Drab brown walls, black and white folding chairs and an unusually large media presence (reporters nearly outnumbered attendees at Governor Mike Pence's agricultural roundtable) set the tone at the Delaware County Fairgrounds Wednesday.
After listening to local farmers’ “thoughts, obstacles and opportunities,” the Republican fielded a handful of questions from reporters about his potential nomination for vice president before making a beeline for the only colorful part of the room — the bright red exit.
He was also asked a similar question from Randolph County farmer Tom Chalfant at the end of the roundtable.
“About four and a half years ago, as a congressman, you had an ag roundtable before you decided to run for governor,” Chalfant said. “Is this déjà vu?”
Rather than hint at presumptive Republican nominee Donald Trump's choice for a running mate in front of a crowd, Pence cracked a joke before thanking the farmers for attending.
“I just knew he’d be trouble,” he said of Chalfant, drawing laughs from around the room.
Aside from the last question, however, most of the farmers' concerns centered on issues like vocational education, infrastructure and business. Pence stressed Indiana's position as "the crossroads of America," and was bullish on the potential growth in the state's exports with the fourth state port he proposed in his State of the State address in January.
Dan Hiatt, from southwestern Delaware County, however, said there are opportunities even within the state. He pointed out the growing microbrewery industry in Indianapolis, saying the growing demand for beer-related crops like hops and barley could help grow local farms.

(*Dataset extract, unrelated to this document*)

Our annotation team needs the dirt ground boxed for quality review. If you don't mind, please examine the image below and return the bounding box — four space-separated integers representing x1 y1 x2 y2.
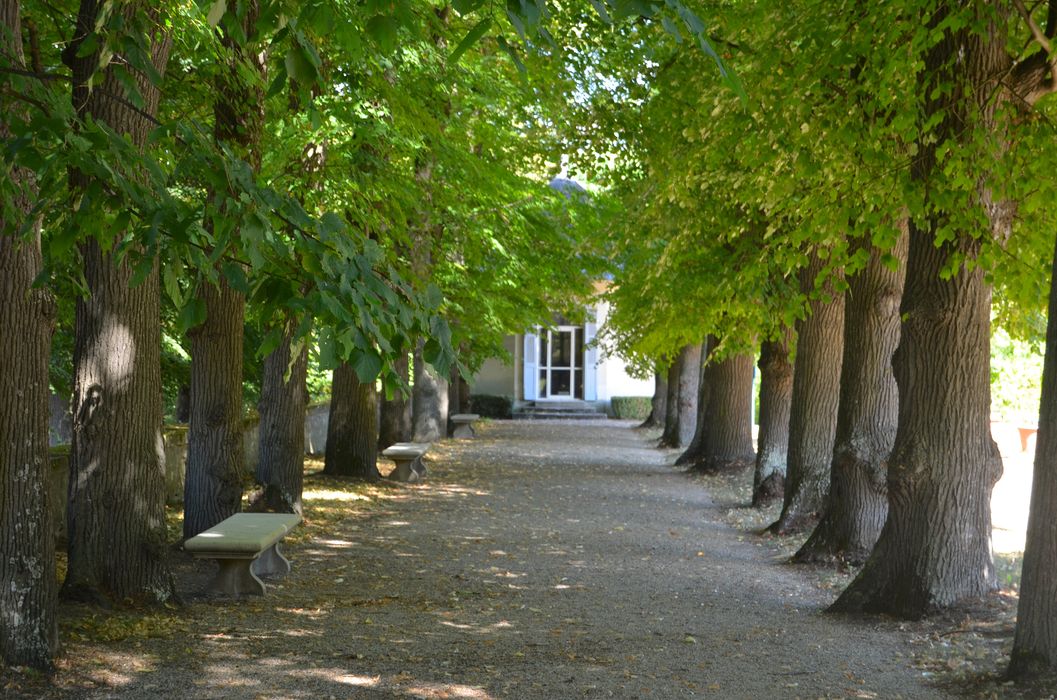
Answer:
2 419 1047 698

"If Indy's a hotbed for that stuff, in an hour we could have a truckload of whatever they needed for their little brewery," he said. "So there's opportunities there, and connections just need to be made somehow."
Lucy Whitehead, who farms with her parents and brother, pointed out a potential obstacle to Hiatt's goals.
"Perception is a big barrier," she said. "The perception of everyone here sitting at the table is that they are large factory farms, but everyone here talked about generations, family farms."
Pence responded by sharing his thoughts, saying some family farms were in fact large businesses — though he lauded them as success stories and said "we're proud of you."
"I don't think any Hoosiers' heart is ever too far from the farm," he said. "It just isn't. Whether you live in a big city or a small town, you're just drawn to the farm."
Still, the abnormally large crowd was focused on the 2016 Republican ticket. Several television trucks, including cable news networks and local affiliates from as far as Chicago, followed Pence from Indianapolis, where he hosted Trump for breakfast, to the Three Rivers Festival in Fort Wayne and then to the agricultural roundtable in Muncie.
Though Pence did not offer much insight into the morning meeting, he reaffirmed his endorsement for Trump and acknowledged his position on the shortlist.
"I'm just very honored and humbled to be on a list of truly remarkable people that are being considered by our nominee for this position," he said. "[I'm] truly grateful to have this opportunity again to spend time with Mr. Trump, but also with members of his family."
Early in the roundtable, Pence was even more coy about Trump.
"I apologize for all of the fuss, I hope you don't mind a few extra cameras that are here," he said. "Mrs. Pence and I hosted some friends at the Governor's Residence this morning for breakfast."
Pence, while in contention, is not the only potential running mate. Reports said Trump also met with former Speaker of the House Newt Gingrich and Sen. Jeff Sessions in Indianapolis earlier today.